With peptide binding, these receptors either phosphorylate themselves or are phosphorylated by other protein kinases [10]. After activation, these receptors initiate other intracellular signal transduction pathways including Ras that activates MAP kinase. MAP kinase, in turn, modulates other cellular proteins, particularly transcription factors. Specific phosphorylated tyrosine residues are also binding sites for Src homology regions 2 and 3 (SH2 and SH3 domains) that can activate various signaling pathways [11].
Examples of the receptor tyrosine kinase family include receptors for epidermal growth factor, insulin, insulin-like growth factor, fibroblast growth factor, vascular endothelial growth factor, platelet-derived growth factor, nerve growth factor, and macrophage colony stimulating factor [12].

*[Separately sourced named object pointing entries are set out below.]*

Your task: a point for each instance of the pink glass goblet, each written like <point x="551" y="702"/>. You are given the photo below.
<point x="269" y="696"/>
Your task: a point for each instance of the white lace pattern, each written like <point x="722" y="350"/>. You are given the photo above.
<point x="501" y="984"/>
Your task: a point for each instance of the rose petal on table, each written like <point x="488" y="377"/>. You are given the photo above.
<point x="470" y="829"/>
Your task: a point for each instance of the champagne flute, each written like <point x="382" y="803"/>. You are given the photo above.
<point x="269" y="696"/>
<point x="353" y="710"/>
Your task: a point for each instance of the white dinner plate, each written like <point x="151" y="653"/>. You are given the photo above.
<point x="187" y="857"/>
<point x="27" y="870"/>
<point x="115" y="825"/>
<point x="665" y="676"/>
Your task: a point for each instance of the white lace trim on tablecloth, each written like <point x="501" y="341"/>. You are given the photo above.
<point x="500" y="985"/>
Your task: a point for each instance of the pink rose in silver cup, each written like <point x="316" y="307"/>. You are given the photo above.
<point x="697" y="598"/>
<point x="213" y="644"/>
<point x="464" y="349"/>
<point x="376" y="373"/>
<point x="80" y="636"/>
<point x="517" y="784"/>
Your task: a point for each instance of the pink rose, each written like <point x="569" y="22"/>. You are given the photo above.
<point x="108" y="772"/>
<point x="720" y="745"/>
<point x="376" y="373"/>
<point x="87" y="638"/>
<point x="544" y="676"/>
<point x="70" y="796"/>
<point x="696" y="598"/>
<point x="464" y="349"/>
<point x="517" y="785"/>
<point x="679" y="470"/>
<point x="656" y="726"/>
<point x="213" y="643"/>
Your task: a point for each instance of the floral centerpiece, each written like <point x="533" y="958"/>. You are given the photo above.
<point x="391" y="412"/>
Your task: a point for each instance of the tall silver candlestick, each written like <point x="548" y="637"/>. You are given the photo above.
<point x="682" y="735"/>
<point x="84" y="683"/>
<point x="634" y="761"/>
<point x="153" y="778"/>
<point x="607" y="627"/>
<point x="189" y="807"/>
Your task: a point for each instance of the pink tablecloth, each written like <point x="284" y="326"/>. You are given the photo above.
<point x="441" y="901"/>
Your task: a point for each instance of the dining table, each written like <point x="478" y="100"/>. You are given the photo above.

Receptor serine/threonine kinases — Receptor serine/threonine kinases such as TGF-b receptors contain a single transmembrane domain. Stimulation of these receptors activates endogenous serine/ threonine kinase activity which modulates cellular protein function [13].
PATHOPHYSIOLOGIC RELEVANCE — Dysfunction of the control mechanisms of cellular signaling may lead to a number of pathophysiologic consequences [14]. Numerous receptor mutations have been identified that result in unregulated stimulation in the absence of hormone (constitutive activity). As examples, a constitutively active receptor has been found in thyroid adenomas producing clinical hyperthyroidism [15] and in precocious puberty secondary to a mutation in the luteinizing hormone receptor [16]. On the other hand, the McCune-Albright syndrome is due to postzygotic activating mutations in the gene encoding the G alpha s protein, resulting in activation of the signal-transduction pathway generating cyclic AMP [17-19]. The clinical manifestations include polyostotic fibrous dysplasia, cafe au lait spots, and hyperfunction of multiple glands that can lead to sexual precocity, Cushing’s syndrome, acromegaly, hyperthyroidism, or hyperparathyroidism.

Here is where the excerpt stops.